Frederick J. Stroppel
Vincent Spano (Al Stanco), Maria Grazia Cucinotta (Gabriela), Danny Aiello (Danny Parente), Abe Vigoda (Uncle Guy), Ricky Aiello (Nicky Vetrino), Tony Danza (Louie Crisci), Jennifer Esposito (Donna Delgrosso), Morgana King (Aunt Rose), Janice Steinmetz (Angie Stanco), Vincent Pastore (Vinnie ‘D’)
Childhood friends Al Stanco and Nicky Vetrino get sucked into the dark world of their mafia friend Danny Parente (Danny Aiello) while a young Sicilian girl, who rents a room from Al’s aunt, is making a movie about Brooklyn. She brings back old memories and some of the things she uncovers brings certain people in awkward positions.
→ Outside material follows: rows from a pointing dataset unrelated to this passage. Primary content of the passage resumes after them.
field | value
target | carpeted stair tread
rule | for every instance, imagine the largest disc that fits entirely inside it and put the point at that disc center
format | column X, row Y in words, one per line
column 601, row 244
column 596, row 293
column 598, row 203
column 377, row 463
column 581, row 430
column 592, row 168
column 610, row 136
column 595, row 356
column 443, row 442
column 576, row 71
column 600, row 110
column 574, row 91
A time of new alliances has come to the neighborhood.
The good thing about A Brooklyn State of Mind is the way it creates a neighborhood feel. Brooklyn is shot and treated as a living and breathing character which gives you the feeling that you are really there. It is a nice place, a family place, but it isn’t all good. The real Brooklyn is also violent and corrupt. The mob is a destructive force, that much becomes clear.
A Brooklyn State of Mind had the potential to be a nice little movie, but doesn’t quite make it. The casting of Vincent Spano as leading man and Ricky Aiello is obviously a mistake. They come across as unnatural in a film that feels quite real. This authentic feel is also disturbed by the plot, which becomes very soapish towards the end. Danny Aiello makes up for this partly with his adequate role as the main villain.
DANNY PARENTE: “If you don’t want to be eaten, don’t swim with the big fish.”
Features two actors from The Godfather. Morgana King (Aunt Rose) who played Mama Corleone and Abe Vigoda (Uncle Guy) who played Sal Tessio.